In January 2023, the country’s inflation jumped up to 6.52 per cent, above the RBI’s tolerance level of 6 percent. This came after inflation remaining above 6 per cent for 10 out of twelve months in 2022. Most economists believe that the RBI will hike rates to soften inflation, which in recent times has been spurred by food prices.
The US Federal Reserve has also been raising rates and has actually been more aggressive than the RBI, raising policy rates by 4.5 per cent since March 1, last year.
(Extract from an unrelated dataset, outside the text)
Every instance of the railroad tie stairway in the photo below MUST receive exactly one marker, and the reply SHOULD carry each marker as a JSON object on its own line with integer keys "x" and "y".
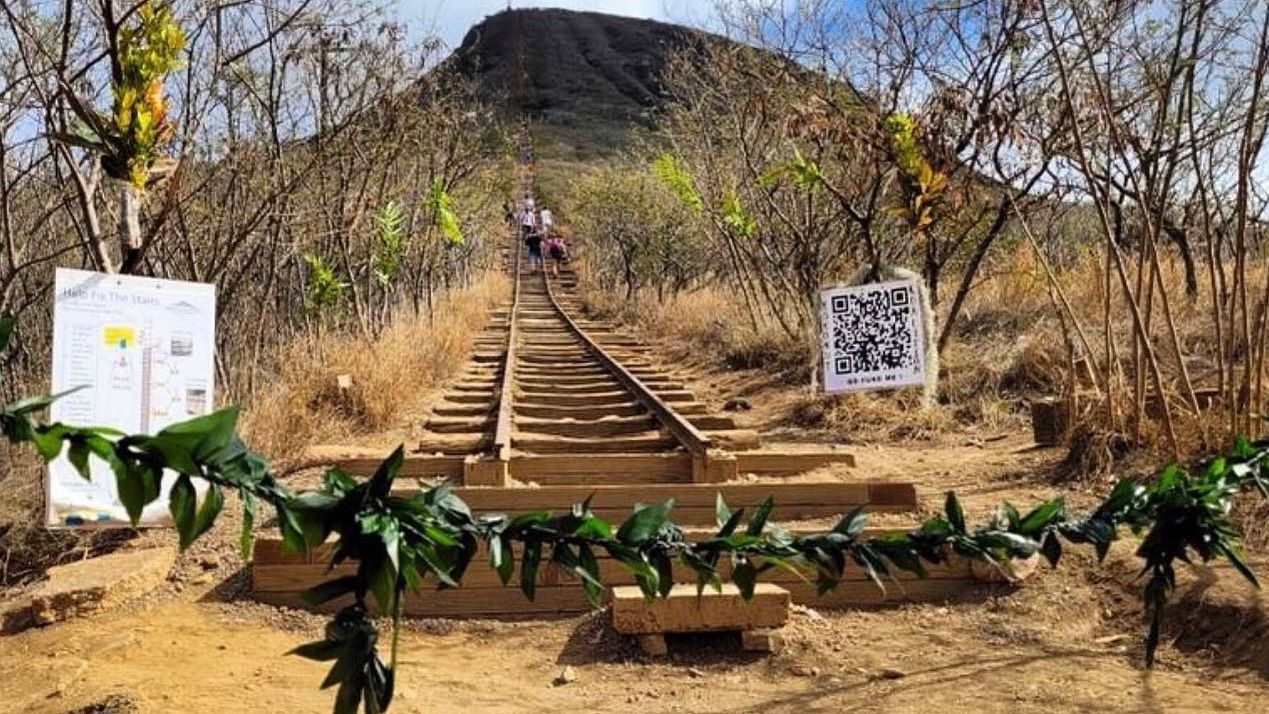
{"x": 553, "y": 410}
“If you look into the 2008 cycle, you will see that central banks raised rates in unison but when they cut rates, they did so based on country-specific factors… The RBI needs to think if we can decouple from the Fed or see if we are keeping pace with them,” Ghosh told PTI on the sidelines of the event.
He said the RBI has raised interest rates by 250 basis points since May 2020, and this cycle is still underway. The repo rate at present stands at 6.50 per cent.
“We need to ensure there is an end to this rate hike cycle and that should be data-dependent, otherwise at some point of time, this could hurt India’s economic recovery,” the senior SBI official said.
On speculations of a possible global recession and its impact on India, Ghosh said there have been talks of a slowdown of exports in such a situation, but a recent SBI report suggests otherwise.
He said the study took into account 19 export commodities, and of these, 14 were found to be “macro-agnostic” (agnostic to the global business cycle).
“This indicates that even if global growth declines, exports will not significantly decline… one of the reasons for that is agriculture exports have picked up, which is usually not sensitive to global factors,” Ghosh said.